Aaahhh gotcha.:thumbup:


----------



## _muppet_ (Aug 5, 2004)

If you have an emissions "guy" you could get one of these.

http://www.siliconeintakes.com/product_info.php?products_id=320




Rheinland Technik said:


>


Not to get off topic, but whose car is this? I would love to know more about the tune, as I am currently trying to tune my vrt on sds as well.


----------



## Lindahl (Feb 16, 2009)

_muppet_ said:


> If you have an emissions "guy" you could get one of these.
> 
> http://www.siliconeintakes.com/product_info.php?products_id=320


That´s pretty smart, provided that the car still keep with the emission standard.


----------



## _muppet_ (Aug 5, 2004)

It probably will, most 500whp vr's do :laugh: (that's sarcasm if you couldn't tell )


----------



## Rheinland Technik (Apr 2, 2010)

_muppet_ said:


> Not to get off topic, but whose car is this? I would love to know more about the tune, as I am currently trying to tune my vrt on sds as well.

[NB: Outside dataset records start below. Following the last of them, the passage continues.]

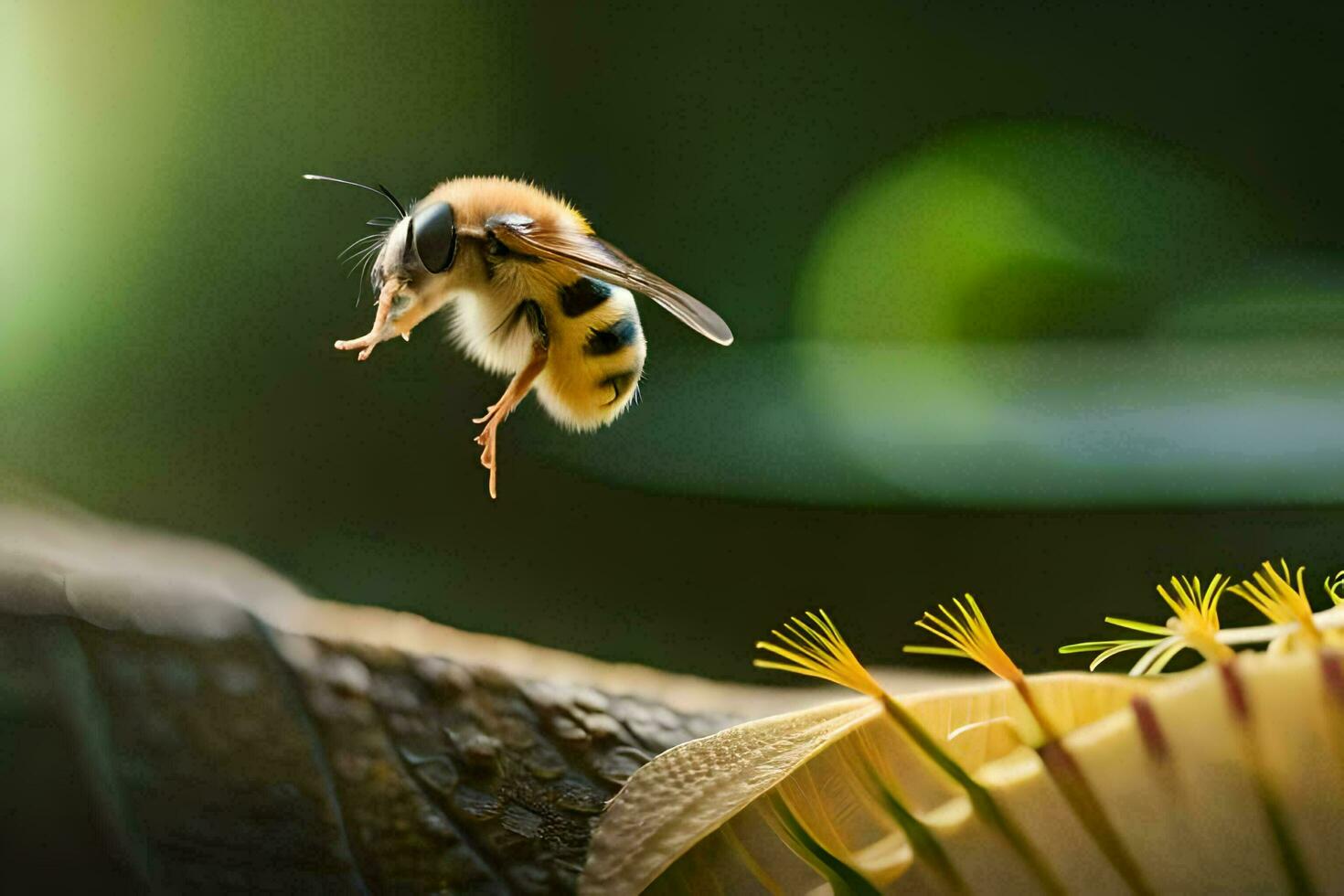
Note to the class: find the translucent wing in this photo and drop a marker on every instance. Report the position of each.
(594, 257)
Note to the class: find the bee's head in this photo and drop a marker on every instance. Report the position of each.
(418, 245)
(422, 243)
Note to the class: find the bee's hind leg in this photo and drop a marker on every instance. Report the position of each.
(496, 412)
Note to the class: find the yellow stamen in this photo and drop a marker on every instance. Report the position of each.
(1275, 595)
(969, 637)
(1333, 586)
(820, 652)
(1197, 613)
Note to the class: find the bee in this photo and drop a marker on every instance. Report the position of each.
(534, 293)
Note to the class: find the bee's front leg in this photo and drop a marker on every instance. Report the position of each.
(380, 332)
(496, 412)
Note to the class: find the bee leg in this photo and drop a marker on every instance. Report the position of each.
(496, 412)
(377, 335)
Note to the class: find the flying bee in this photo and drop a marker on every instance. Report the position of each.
(534, 293)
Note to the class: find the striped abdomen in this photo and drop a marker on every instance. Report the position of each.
(595, 354)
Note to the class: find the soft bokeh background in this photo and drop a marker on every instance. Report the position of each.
(1041, 304)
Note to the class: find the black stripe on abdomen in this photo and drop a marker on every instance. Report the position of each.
(621, 383)
(583, 295)
(613, 337)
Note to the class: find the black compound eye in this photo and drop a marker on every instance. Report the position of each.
(433, 232)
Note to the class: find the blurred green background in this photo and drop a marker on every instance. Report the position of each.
(1040, 303)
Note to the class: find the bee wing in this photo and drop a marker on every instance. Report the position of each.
(594, 257)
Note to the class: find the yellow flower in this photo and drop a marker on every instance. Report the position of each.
(817, 650)
(969, 637)
(1278, 600)
(1195, 624)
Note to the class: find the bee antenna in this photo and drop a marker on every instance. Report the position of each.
(379, 189)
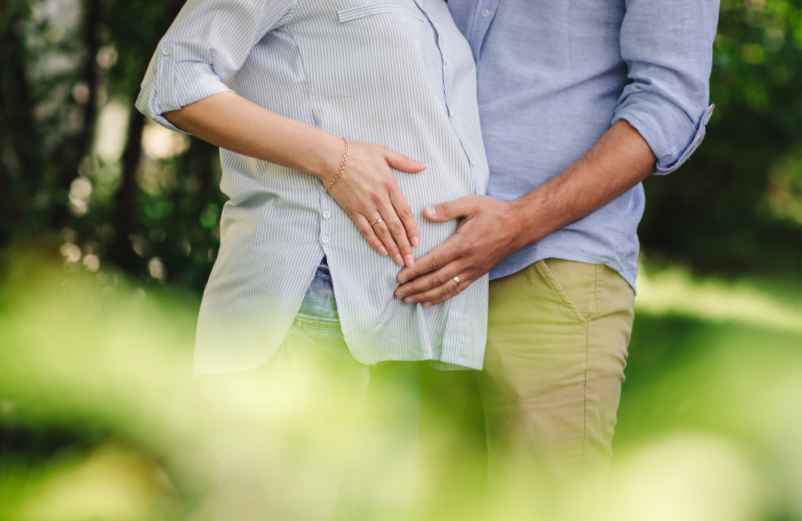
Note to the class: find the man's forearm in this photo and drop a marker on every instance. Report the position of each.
(619, 160)
(235, 123)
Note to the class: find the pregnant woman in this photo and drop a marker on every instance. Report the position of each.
(317, 107)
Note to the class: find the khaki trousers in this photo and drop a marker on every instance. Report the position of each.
(557, 348)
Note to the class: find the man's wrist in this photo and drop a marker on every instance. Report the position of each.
(326, 156)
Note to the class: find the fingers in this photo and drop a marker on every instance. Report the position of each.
(451, 210)
(366, 230)
(402, 163)
(405, 214)
(433, 285)
(447, 252)
(394, 234)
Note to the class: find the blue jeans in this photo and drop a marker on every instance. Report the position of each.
(319, 302)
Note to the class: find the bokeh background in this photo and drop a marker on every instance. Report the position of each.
(109, 227)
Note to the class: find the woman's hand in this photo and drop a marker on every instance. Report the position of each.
(368, 192)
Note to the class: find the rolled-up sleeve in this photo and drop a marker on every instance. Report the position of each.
(668, 49)
(204, 47)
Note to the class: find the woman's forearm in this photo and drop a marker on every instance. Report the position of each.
(229, 121)
(361, 181)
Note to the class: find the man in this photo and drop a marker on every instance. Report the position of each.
(580, 102)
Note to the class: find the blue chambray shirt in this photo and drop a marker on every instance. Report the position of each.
(554, 75)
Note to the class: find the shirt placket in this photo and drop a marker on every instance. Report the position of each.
(483, 15)
(445, 71)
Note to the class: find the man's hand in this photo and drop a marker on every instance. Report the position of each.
(488, 233)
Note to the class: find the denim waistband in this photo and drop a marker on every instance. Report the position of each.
(319, 301)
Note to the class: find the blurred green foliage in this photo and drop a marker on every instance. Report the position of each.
(94, 419)
(737, 206)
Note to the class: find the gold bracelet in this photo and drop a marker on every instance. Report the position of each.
(343, 164)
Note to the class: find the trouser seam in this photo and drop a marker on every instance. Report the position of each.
(593, 312)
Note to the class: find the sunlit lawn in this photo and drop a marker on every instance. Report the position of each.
(710, 424)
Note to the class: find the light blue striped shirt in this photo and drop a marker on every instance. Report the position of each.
(555, 74)
(393, 72)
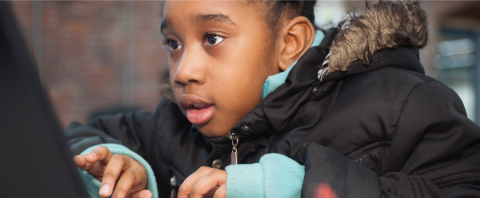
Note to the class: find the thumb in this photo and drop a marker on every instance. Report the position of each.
(141, 194)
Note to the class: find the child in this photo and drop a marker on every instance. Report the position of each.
(355, 113)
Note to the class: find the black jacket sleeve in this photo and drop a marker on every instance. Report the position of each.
(128, 129)
(434, 151)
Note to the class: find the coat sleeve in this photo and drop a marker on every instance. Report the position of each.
(434, 152)
(128, 129)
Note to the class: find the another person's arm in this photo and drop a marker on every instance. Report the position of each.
(111, 148)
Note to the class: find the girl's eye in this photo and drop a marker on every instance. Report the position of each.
(212, 39)
(173, 45)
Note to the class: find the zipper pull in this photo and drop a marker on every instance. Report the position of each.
(235, 139)
(173, 185)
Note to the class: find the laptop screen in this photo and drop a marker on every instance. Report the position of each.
(35, 160)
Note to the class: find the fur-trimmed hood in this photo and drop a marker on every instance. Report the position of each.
(382, 24)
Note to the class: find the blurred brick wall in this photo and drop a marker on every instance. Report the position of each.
(95, 54)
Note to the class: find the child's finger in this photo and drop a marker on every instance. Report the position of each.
(141, 194)
(221, 191)
(80, 161)
(112, 171)
(205, 184)
(100, 154)
(187, 185)
(125, 183)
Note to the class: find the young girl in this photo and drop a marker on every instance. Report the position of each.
(355, 112)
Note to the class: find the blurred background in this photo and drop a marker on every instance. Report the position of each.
(107, 56)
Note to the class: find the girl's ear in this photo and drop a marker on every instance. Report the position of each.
(295, 39)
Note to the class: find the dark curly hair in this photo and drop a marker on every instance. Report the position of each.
(275, 9)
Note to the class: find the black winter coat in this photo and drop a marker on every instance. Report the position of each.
(382, 129)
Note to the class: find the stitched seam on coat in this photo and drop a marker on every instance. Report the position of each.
(419, 188)
(382, 144)
(413, 187)
(454, 178)
(400, 115)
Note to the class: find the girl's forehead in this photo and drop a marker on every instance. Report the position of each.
(207, 10)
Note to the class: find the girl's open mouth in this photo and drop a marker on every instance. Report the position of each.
(199, 114)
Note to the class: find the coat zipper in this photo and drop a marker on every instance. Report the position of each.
(234, 138)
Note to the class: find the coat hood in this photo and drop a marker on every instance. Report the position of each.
(385, 34)
(381, 25)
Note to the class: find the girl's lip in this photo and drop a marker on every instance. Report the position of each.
(199, 111)
(200, 115)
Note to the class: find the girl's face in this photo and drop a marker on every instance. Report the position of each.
(220, 57)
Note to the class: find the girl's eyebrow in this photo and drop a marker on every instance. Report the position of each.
(201, 18)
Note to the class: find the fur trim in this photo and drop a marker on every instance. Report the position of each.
(383, 24)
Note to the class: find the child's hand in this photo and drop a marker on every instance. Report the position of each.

The car belonged to 2008CC - Dave - and was tuned by Kevin Black, who is in PA and would be the best person to talk to about tuning your SDS.


----------



## _muppet_ (Aug 5, 2004)

I have heard that quite a few times, I saw some of his work moving down the track at last years pittsburgh classic. I missed him this year, I was in north carolina the week of the classic. Might have to wait until spring, but it seems like he is the man to talk to.


----------



## SoFarKingFast (Jul 9, 2003)

TBT-Syncro said:


> there are lots of pumps that will flow 1000hp NA, but only 500-600 with Forced Induction (since line pressure raises along with boost pressure).


Line pressure doesn't go up with boost pressure. 4bar NA = 4bar FI, it just flows faster.


----------



## charlie hayes (Jun 4, 2007)

SoFarKingFast said:


> Line pressure doesn't go up with boost pressure. 4bar NA = 4bar FI, it just flows faster.


I thought fuel pressure was a 1:1 ratio with boost. Or does it depend on the regulator you have?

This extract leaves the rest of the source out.